# Uniform Hashing. Understanding space occupancy and choice of functions

I'm having troubles understanding two things from some notes about Uniform Hashing. Here's the copy-pasted part of the notes:

Let us first argue by a counting argument why the uniformity property, we required to good hash functions, is computationally hard to guarantee. Recall that we are interested in hash functions which map keys in $$U$$ to integers in $$\{0, 1, ..., m-1\}$$. The total number of such hash functions is $$m^{|U|}$$, given that each key among the $$|U|$$ ones can be mapped into $$m$$ slots of the hash table. In order to guarantee uniform distribution of the keys and independence among them, our hash function should be anyone of those ones. But, in this case, its representation would need $$\Omega(log_2 m^{|U|}) = \Omega(|U| log_2 m)$$ bits, which is really too much in terms of space occupancy and in the terms of computing time (i.e. it would take at least $$\Omega(\frac{|U|log_2 m}{log_2 |U|})$$ time to just read the hash encoding).

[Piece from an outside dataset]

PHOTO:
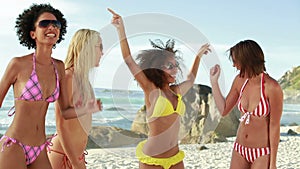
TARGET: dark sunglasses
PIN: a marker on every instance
(46, 23)
(170, 66)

The part I put in bold is the first thing is confusing me.

Why the function should be any one of those? Shouldn't you avoid a good part of them, like the ones sending every element from the universe $$U$$ into the same number and thus not distributing the elements?

The second thing is the last "$$\Omega$$". Why would it take $$\Omega(\frac{|U|log_2 m}{log_2 |U|})$$ time just to read the hash encoding?

The numerator is the number of bits needed to index every hash function in the space of such functions, the denominator is the size in bits of a key. Why this ratio gives a lower bound on the time needed to read the encoding? And what hash encoding?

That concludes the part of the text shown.